Une symbolique ambivalente
Les cheveux bouclés, souvent associés aux origines méditerranéennes, africaines ou métisses, ont longtemps été perçus comme exotiques et en décalage avec les canons de beauté occidentaux. Christian Bromberger, spécialiste des apparences et des identités culturelles, met en lumière le rôle des cheveux comme marqueurs d’altérité : ils permettent d’identifier, de distinguer, mais aussi, parfois, d’exclure. Portés en perruque exubérantes à la cour de Louis XIV, puis coiffés sur le haut du crâne des femmes à l’époque victorienne en boucles maîtrisées, les cheveux volumineux marquent une appartenance à une classe sociale élevée. Dans les sociétés occidentales, notamment en France et aux États-Unis, les cheveux bouclés ont souvent été relégués à une position marginale, en particulier les cheveux crépus, victimes de discriminations et de pratiques comme le « hair shaming ». Le sociologue Stéphane Héas parle d’une « esthétisation hiérarchisée », où les textures capillaires lisses ont longtemps été érigées en norme, reléguant les cheveux bouclés et crépus à une place secondaire. L’ethnologue Michel Messu, auteur d’Un ethnologue chez le coiffeur, explique qu’auparavant, le cheveu servait à afficher une appartenance sociale. Aujourd’hui, cette distinction se fait davantage à un niveau individuel. Le cheveu devient un outil d’affirmation de soi, un moyen de revendiquer une identité singulière. La tendance actuelle repose sur une injonction au « sois toi-même », où chacun façonne son image à partir des ressources qui l’entourent.

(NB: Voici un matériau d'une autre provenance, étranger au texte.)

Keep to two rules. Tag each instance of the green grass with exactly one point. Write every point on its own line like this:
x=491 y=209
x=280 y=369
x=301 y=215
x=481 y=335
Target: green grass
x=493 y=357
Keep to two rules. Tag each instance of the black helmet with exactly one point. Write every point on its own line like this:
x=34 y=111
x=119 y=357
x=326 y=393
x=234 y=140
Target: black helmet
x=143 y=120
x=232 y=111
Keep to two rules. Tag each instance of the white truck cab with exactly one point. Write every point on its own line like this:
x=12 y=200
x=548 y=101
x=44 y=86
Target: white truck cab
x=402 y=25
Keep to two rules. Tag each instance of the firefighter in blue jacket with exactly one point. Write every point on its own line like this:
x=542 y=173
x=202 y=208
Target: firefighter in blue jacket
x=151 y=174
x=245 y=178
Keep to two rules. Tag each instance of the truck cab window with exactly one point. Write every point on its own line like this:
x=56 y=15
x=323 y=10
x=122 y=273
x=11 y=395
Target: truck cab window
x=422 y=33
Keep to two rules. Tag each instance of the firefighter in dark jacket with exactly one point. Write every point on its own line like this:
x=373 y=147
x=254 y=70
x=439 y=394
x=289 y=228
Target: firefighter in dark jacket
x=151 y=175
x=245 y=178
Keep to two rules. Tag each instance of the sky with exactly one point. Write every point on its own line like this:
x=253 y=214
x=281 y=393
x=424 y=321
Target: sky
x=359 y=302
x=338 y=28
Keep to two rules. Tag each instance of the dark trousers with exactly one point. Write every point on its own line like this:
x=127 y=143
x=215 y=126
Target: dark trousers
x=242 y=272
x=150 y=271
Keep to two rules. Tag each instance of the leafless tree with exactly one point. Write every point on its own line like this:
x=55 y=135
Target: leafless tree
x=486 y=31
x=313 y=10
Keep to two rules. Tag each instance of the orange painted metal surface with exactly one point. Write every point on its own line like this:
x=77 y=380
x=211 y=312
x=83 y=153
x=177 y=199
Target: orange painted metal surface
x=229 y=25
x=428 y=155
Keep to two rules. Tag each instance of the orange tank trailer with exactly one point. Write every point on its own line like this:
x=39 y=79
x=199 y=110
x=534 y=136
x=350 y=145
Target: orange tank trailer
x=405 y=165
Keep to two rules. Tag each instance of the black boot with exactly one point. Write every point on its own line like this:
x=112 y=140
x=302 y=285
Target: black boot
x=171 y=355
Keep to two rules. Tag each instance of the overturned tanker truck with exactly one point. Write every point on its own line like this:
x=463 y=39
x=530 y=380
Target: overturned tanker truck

Une évolution récente vers une réhabilitation
L’historienne Juliette Dumas, rappelle que la coiffure a toujours été un enjeu de pouvoir et de résistance, en particulier pour les femmes noires, souvent contraintes au lissage dans les milieux professionnels et sociaux. Depuis les années 2010, les réseaux sociaux ont joué un rôle clé dans la remise en question des normes capillaires traditionnelles et la valorisation de la diversité des textures de cheveux. Des influenceurs capillaires et des marques spécialisées ont contribué à la démocratisation des produits adaptés aux cheveux bouclés.